What’s in MN’s $72B budget: Public-option health care and protecting abortion rights
Lawmakers took the first steps to create a public insurance plan in the latest health care budget. State officials must first study expanding MinnesotaCare, currently only for the working poor, and ask for federal permission.
It would be a few years before a public option is available and the most likely one is the elimination of income limits for the state medical plan. This year lawmakers also decided to eliminate immigration status as a barrier to applying for medical assistance.
Lawmakers also created a prescription drug affordability board that will use a mix of state and federal data to keep drug prices down. It includes out-of-pocket limits on medicines used to address chronic conditions like diabetes and asthma.
There wasn’t enough support in the Senate to approve a nurse staffing bill with committees to help set patient to caregiver ratios. But lawmakers did agree to take a stronger approach to addressing workplace violence and to do an in-depth survey exploring why nurses are leaving their jobs.

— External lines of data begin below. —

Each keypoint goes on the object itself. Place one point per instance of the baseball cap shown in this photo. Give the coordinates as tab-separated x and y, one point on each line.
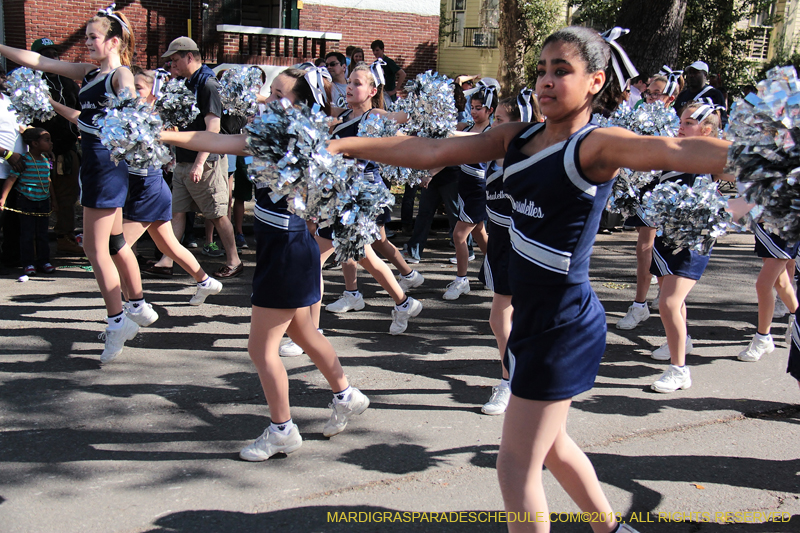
181	44
699	65
40	44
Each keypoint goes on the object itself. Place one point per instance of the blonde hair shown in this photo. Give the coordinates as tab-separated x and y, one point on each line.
713	120
113	28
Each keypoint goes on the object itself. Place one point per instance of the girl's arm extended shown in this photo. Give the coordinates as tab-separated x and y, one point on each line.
74	71
424	153
606	150
205	141
65	111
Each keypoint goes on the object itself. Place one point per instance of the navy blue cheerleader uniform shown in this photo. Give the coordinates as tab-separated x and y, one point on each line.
287	257
558	332
498	209
149	197
472	191
770	245
104	184
349	128
681	261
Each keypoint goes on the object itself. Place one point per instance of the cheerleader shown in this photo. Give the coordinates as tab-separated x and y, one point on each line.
285	284
495	267
471	194
558	177
679	270
365	97
104	184
775	254
662	89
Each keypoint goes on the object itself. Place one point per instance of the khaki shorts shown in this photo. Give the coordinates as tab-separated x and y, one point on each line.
208	196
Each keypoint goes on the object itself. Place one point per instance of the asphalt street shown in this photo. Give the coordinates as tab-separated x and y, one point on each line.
150	441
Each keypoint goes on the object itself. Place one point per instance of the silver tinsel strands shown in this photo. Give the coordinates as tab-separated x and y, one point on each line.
30	95
130	129
765	156
688	217
290	158
380	126
238	90
177	105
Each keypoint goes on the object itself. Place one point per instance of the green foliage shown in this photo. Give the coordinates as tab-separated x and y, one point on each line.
543	18
710	34
598	14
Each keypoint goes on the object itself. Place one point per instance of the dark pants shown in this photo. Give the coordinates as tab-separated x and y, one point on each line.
407	207
34	248
10	223
442	188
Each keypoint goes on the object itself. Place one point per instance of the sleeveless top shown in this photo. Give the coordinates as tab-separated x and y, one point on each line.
555	210
497	205
91	97
349	128
475	170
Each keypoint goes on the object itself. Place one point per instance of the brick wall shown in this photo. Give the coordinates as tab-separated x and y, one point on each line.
155	23
411	40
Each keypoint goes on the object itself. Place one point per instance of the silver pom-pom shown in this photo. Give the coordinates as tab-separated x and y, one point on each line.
764	156
688	217
430	105
381	126
177	105
30	95
130	129
238	90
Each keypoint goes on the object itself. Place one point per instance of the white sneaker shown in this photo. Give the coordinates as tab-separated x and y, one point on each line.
454	259
400	318
456	288
757	348
662	352
673	379
343	411
270	443
144	315
291	349
780	308
214	287
346	302
634	317
115	339
413	281
498	402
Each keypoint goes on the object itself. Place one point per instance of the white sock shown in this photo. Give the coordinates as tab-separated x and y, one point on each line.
344	396
115	322
283	428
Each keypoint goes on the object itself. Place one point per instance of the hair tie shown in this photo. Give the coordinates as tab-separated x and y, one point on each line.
377	72
705	110
109	12
161	78
524	103
620	61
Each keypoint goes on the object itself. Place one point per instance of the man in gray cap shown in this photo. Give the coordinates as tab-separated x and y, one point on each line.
200	181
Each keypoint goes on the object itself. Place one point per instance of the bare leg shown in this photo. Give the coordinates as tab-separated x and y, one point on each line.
391	253
644	256
162	234
382	274
225	230
534	435
460	233
672	308
500	321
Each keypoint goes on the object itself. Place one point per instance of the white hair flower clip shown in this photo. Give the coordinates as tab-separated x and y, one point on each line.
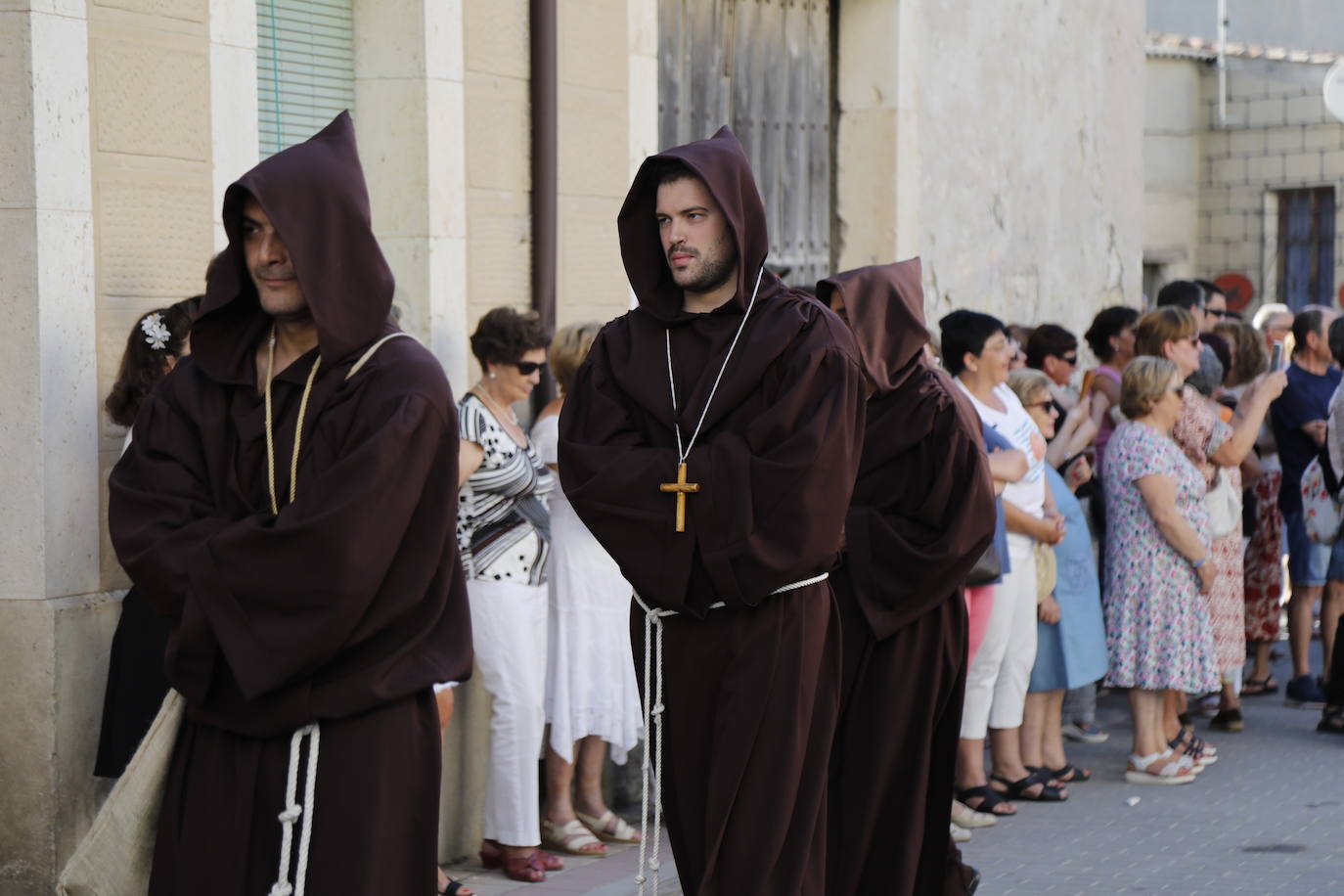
155	332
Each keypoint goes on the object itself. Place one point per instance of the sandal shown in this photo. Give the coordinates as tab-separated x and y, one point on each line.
1171	771
610	828
1332	722
456	888
524	868
1066	774
1017	788
1257	687
989	801
571	837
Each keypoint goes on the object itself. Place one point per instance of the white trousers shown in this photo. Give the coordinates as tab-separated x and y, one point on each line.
998	679
509	632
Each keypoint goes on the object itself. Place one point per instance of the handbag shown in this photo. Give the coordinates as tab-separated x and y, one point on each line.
987	569
1322	512
115	856
1224	506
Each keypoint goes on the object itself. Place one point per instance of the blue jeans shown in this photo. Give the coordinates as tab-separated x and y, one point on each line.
1308	561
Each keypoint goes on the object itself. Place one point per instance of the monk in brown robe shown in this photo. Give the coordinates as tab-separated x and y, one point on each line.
750	670
333	600
922	512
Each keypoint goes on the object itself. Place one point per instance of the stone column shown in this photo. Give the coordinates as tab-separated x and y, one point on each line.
50	608
410	119
233	98
876	135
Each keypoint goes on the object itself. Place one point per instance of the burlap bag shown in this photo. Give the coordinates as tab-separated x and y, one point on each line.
114	857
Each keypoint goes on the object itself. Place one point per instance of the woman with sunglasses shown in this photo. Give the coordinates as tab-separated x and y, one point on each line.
1159	636
1217	450
503	531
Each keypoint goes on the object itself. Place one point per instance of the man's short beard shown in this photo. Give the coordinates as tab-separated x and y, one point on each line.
717	270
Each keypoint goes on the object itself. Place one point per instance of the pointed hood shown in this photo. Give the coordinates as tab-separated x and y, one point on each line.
315	195
884	304
722	164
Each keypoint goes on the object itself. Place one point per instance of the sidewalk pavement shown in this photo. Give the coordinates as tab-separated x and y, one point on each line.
1268	819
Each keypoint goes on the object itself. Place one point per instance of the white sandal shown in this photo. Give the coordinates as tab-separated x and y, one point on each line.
1172	770
610	828
571	837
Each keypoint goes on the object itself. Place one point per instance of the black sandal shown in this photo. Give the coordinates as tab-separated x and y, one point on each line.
989	798
1066	774
1017	788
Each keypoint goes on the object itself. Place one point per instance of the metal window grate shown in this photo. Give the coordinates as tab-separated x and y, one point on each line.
305	67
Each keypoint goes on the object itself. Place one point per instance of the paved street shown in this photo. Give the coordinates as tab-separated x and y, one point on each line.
1268	819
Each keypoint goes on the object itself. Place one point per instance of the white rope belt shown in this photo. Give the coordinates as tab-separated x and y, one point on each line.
653	713
293	812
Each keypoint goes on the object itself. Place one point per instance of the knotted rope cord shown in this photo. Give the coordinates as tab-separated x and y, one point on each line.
667	334
312	733
293	810
298	426
653	709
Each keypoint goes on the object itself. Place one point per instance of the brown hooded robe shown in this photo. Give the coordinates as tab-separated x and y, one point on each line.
922	512
751	688
344	607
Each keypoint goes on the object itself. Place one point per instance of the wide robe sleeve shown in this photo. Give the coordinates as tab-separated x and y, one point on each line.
775	484
277	598
912	547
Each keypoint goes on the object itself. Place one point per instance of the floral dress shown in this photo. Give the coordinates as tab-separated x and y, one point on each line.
1157	625
1200	432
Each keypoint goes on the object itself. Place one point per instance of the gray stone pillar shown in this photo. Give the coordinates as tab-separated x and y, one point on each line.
51	615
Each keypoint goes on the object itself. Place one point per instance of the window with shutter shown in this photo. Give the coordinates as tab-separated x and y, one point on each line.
305	67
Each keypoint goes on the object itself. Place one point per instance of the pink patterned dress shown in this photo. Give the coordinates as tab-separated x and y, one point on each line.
1200	432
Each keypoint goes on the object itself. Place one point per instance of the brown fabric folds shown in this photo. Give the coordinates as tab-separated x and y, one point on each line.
922	510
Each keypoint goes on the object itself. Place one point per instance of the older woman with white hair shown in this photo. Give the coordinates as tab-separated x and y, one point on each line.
1159	633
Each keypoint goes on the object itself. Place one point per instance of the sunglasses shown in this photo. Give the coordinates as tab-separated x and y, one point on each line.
527	368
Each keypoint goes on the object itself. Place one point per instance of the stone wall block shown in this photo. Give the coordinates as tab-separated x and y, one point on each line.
1265	168
1246	143
498	36
590	250
1322	136
592	143
150	98
184	10
1307	111
1229	171
1303	166
590	32
154	240
1285	140
1262	113
498	128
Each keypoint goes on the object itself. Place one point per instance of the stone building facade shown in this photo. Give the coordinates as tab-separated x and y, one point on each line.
1016	176
1219	195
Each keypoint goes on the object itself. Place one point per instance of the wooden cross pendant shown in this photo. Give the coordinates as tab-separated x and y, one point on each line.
682	488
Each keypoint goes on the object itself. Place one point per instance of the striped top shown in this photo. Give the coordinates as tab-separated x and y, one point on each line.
503	527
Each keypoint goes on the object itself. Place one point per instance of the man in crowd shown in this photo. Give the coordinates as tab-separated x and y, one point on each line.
1298	418
922	514
290	504
711	443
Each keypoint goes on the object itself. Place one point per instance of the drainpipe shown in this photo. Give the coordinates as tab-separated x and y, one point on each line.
545	114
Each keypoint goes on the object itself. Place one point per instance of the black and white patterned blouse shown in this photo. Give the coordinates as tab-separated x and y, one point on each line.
503	527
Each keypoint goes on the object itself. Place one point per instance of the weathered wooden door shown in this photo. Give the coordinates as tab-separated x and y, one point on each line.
764	68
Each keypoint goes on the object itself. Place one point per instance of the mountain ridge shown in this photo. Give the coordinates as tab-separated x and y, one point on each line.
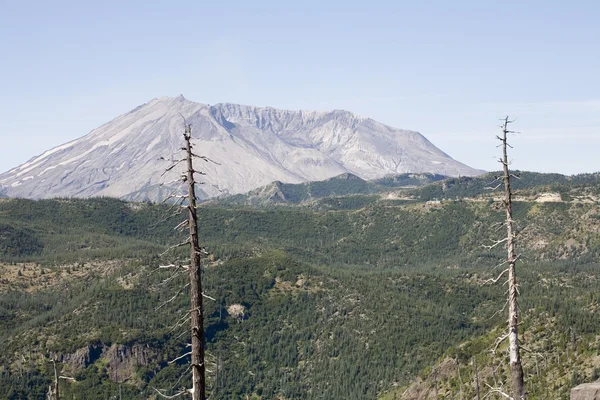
252	147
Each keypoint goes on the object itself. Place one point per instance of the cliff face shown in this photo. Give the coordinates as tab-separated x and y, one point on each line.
251	147
586	391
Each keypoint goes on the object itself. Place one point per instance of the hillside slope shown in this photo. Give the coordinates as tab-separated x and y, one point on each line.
251	147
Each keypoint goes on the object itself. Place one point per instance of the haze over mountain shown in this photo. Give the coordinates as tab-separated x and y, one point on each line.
251	147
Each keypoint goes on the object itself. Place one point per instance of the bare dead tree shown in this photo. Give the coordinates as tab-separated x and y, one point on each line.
195	271
518	385
477	389
195	315
53	390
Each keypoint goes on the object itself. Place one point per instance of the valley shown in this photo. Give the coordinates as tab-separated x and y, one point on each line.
353	294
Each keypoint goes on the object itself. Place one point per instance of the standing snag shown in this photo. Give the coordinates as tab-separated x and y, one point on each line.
518	385
196	312
197	309
516	368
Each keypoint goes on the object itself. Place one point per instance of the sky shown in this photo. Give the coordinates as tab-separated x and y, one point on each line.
448	69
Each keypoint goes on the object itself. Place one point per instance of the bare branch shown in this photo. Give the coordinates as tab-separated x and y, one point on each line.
491	280
172	298
171	397
498	342
180	357
497	391
495	244
174	247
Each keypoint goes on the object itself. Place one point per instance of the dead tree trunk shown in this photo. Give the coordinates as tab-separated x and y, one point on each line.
518	385
197	310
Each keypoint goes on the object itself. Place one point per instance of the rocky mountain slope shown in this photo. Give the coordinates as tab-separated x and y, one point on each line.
251	147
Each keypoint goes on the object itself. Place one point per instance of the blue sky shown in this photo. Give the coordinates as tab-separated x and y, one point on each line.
448	69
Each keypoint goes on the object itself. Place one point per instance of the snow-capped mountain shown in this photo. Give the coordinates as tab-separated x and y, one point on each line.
252	146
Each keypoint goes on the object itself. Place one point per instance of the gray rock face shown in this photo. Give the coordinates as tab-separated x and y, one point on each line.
586	391
252	146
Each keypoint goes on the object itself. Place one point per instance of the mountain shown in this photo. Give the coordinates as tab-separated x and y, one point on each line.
250	146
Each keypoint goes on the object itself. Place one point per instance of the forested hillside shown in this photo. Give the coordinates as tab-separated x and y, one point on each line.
309	303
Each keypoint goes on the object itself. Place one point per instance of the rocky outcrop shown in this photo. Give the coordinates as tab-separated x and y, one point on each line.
121	361
586	391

Also, in the nurse safety bill is money for loan forgiveness to try to attract new caregivers.
Abortion and other sexual care
One of the early bills to pass this year was protections for reproductive rights including guaranteed access to abortion. Prior to the Protect Reproductive Options, or PRO, Act, abortion access was protected by a 1995 state Supreme Court decision in a way similar to how the now overturned Roe v. Wade protected access at a federal level
Lawmakers also eliminated a number of abortion restrictions they say violate the constitution or infringe on patients’ rights to make health decisions with their doctors. They also passed a law protecting patients who come to the state seeking abortion care.
A bill banning conversion therapy for teens and a law making the state a refuge for families seeking gender affirming care were also approved.